You are viewing a plain text version of this content. The canonical link for it is here.

Posted to user@hbase.apache.org by Felix Sprick <fs...@gmail.com> on 2011/05/04 09:54:09 UTC

hbase data distribution

Hi,

What I want to achieve is that my hbase clients are using all machines
in the hbase cluster when writing data concurrently. How should I
design the rowkey and what other settings do I have to configure to
achieve that all machines in the cluster are addressed and not all
writes end up on the same regionserver?
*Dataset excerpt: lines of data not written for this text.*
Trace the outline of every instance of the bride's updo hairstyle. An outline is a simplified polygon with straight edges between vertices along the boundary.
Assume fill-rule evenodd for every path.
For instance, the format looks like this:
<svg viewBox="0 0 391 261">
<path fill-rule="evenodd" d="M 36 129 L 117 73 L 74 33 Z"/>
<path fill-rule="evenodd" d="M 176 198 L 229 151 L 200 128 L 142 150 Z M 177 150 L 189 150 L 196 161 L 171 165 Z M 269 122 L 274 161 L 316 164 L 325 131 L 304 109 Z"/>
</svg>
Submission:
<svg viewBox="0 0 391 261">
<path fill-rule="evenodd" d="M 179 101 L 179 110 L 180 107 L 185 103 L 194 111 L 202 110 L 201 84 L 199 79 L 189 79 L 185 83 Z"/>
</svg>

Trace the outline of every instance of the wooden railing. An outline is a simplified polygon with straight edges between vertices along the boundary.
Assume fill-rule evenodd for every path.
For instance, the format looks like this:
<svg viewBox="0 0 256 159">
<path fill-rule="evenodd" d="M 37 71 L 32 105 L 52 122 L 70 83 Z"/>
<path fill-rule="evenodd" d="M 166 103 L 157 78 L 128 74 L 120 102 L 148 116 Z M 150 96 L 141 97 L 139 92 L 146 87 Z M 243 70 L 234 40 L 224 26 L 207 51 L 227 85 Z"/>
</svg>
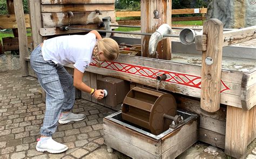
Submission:
<svg viewBox="0 0 256 159">
<path fill-rule="evenodd" d="M 204 20 L 206 18 L 205 14 L 207 13 L 207 8 L 196 8 L 196 9 L 173 9 L 172 10 L 172 15 L 183 15 L 183 14 L 201 14 L 201 16 L 198 17 L 173 17 L 172 21 L 190 21 L 190 20 Z M 140 11 L 117 11 L 116 12 L 116 16 L 117 17 L 140 17 Z M 139 20 L 118 21 L 120 25 L 139 25 Z"/>
</svg>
I have a test setup with 10
clients and 4 regionserver, so I would like to see all 4 regionservers
used when the 10 clients write in parallel data into hbase.

thanks,
Felix

Re: hbase data distribution

Posted by Stack <st...@duboce.net>.

Make sure you have enough as many regions as you have servers when you
start loading.  See
http://hbase.apache.org/apidocs/org/apache/hadoop/hbase/client/HBaseAdmin.html#createTable(org.apache.hadoop.hbase.HTableDescriptor,
byte[], byte[], int) and its adjacent methods in the API.   If you
choose where the region boundaries are carefully then you should get
even loading from the get go.  Otherwise, you'll have to wait a while
until you have put up enough data for HBase balancing to have an
effect  You can hand-split regions and move manually in the shell
during the load startup if you want to bring on the balance ahead of
the automated balance (it runs by default every 5 minutes -- or again,
from the shell you can force a balance to run).

St.Ack

On Wed, May 4, 2011 at 12:54 AM, Felix Sprick <fs...@gmail.com> wrote:
> Hi,
>
> What I want to achieve is that my hbase clients are using all machines
> in the hbase cluster when writing data concurrently. How should I
> design the rowkey and what other settings do I have to configure to
> achieve that all machines in the cluster are addressed and not all
> writes end up on the same regionserver? I have a test setup with 10
> clients and 4 regionserver, so I would like to see all 4 regionservers
> used when the 10 clients write in parallel data into hbase.
>
> thanks,
> Felix
>